SECAS E INUNDAÇÕES

Na sequência da publicação de Paula Janovitch do versaopaulo  e comentando o livro de Afonso Schmidt  “São Paulo de Meus amores”.

O livro de Afonso Schmidt “São Paulo de meus Amores” publicado em 1954 tem nada menos de 106 crônicas, umas pequenas, outras maiores sobre a cidade cuja “grande marca está no colorido engenhoso dos painéis animados com que elas retraçam itinerários perdidos na cidade que mudou.”
De tempos em tempos vou transcrever um deles e hoje nada mais adequado daquele que Paula cita parte, e eu transcrevo.

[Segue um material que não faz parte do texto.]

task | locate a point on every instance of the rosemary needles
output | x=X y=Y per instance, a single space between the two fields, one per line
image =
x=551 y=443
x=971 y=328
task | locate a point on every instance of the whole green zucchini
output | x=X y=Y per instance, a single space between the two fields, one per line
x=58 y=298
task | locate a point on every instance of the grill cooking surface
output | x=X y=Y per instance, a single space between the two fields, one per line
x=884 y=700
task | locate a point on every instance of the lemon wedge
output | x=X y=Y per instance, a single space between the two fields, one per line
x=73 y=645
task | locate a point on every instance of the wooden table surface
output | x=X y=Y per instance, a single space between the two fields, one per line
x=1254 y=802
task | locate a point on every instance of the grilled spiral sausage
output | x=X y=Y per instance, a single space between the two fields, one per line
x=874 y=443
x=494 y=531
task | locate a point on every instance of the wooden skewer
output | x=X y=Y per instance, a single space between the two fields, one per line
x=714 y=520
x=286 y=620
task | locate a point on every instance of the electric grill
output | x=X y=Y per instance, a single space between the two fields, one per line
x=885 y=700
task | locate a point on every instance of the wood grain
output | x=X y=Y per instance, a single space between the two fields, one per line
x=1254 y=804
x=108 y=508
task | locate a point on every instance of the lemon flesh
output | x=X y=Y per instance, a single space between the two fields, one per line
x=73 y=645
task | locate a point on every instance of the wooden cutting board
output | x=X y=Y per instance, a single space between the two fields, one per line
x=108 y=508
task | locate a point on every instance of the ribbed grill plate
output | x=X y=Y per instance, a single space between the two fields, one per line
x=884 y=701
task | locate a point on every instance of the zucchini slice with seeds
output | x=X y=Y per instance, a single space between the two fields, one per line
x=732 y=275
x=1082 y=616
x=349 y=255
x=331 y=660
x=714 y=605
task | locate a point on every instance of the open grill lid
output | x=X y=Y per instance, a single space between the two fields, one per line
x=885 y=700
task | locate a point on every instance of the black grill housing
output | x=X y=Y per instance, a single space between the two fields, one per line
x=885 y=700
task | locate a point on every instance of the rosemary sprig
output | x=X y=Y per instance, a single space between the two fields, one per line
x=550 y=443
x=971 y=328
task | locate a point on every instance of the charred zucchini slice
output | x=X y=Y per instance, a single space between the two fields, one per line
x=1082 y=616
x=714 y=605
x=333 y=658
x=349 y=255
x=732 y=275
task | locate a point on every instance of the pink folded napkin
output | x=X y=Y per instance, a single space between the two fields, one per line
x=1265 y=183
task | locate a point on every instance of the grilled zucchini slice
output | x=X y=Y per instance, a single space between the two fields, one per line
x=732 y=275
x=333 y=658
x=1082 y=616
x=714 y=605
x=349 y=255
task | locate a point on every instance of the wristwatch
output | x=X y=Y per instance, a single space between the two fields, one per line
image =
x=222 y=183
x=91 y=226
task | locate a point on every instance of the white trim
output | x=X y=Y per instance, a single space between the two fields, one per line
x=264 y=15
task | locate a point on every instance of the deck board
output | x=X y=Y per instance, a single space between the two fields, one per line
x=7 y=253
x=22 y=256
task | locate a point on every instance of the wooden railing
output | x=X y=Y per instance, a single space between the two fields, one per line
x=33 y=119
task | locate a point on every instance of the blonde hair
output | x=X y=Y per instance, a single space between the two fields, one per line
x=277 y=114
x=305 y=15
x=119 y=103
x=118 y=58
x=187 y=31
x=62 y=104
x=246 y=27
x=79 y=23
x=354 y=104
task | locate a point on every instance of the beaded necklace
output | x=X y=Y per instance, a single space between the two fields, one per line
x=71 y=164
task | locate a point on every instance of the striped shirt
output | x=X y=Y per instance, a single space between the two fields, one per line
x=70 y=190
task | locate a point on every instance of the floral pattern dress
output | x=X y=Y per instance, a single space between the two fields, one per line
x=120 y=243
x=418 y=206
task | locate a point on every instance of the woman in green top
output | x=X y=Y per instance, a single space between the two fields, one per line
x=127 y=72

SECAS E INUNDAÇÕES – São Paulo dos meus Amores - Afonso Schmidt (1890-1964)
Transcrição na íntegra da edição de 2003 pag. 131
Nos anais do século assado, as estiagens se revezavam com as enchentes. Ficou na história da cidade a tempestade de 1º de janeiro de 1850.A chuva foi tão copiosa que fez transbordarem os tanques Reúno e do Bexiga, atirou para fora do leito o romântico Anhangabaú, destruiu doze casas, botou abaixo a ponte da Abdicação, situada ali pelas alturas da Praça do Correio, e ocasionou três mortes, além de muitos prejuízos públicos e particulares.

Em contraposição, quinze anos depois, em 1865, a seca foi tão brava que as águas minguaram no Moringuinho, no Zuniga e no tanque do Bexiga. Esse tanque do Bexiga abastecia parte da capital da Província mediante canos feitos com massa de papelão, ligados entre si por aros de ferro. Naqueles dias desapareceu das ruas o aguadeiro que vendia o magno liquido a quarenta réis o barril. As torneiras dos chafarizes do Rosário e da Misericórdia recusaram-se a encher os potes de barro das negras minas. Então, os leais paulistanos, munidos de cacetes, desancaram os pobres chafarizes da cidade, como ficou documentado num desenho do admirável Ângelo Agostini.

Muitos ainda guardam na lembrança os aspectos da seca verificada nos anos que se seguiram à Revolução de 1924”. Naqueles dias, os anunciantes de casas para alugar tinham o cuidado de acrescentar: “com água na torneira””. Isso não passava de uma piedosa mentira, pois todos sabiam que as torneiras, tendo esquecido a primitiva função de verter água, tinham sido transformadas em cabides, ou mesmo em enfeites de cozinhas. A represa de Santo Amaro já não passava de um pasto. Na parte mais funda, estendia-se uma lagoa choca e espessa, que mais parecia tijuco preto, e por toda a extensão que a vista alcançava não havia mais do que erva esturricada, onde retouçavam os animais.

Como consequência da seca, enfraqueceu a energia elétrica, entraram em voga os lampiões de gasolina para substituírem as lâmpadas onde quer que a luz faltasse, ou apenas esmorecesse. Durante meses os bondes interromperam o tráfego às 23 horas, para desespero dos que ganhavam cada noite o pão de cada dia. 

Mas a estiagem não impediu que caíssem chuvas grossas, e os bairros ribeirinhos do Tietê fossem atingidos por inundações. Altas horas da madrugada bombeiros eram chamados a salvar famílias que a enchente havia assaltado, isolando-as em suas próprias casas. Os bueiros das esquinas tragavam crianças. Lá para as bandas do bom Retiro, ou de Vila Maria, as ruas se transformavam em rios e as praças em vistosos lagos. Nas águas escuras, vagavam embarcações improvisadas, transportando gente que ia e vinha do trabalho.

Isso não aconteceu num qualquer ano, mas anos a fio. Tal é, como se vê, a inconstância do tempo em São Paulo. Ou oito ou oitenta. Ou faz sol de mato pegar fogo, ou deita chuva até cachorro beber água em pé.”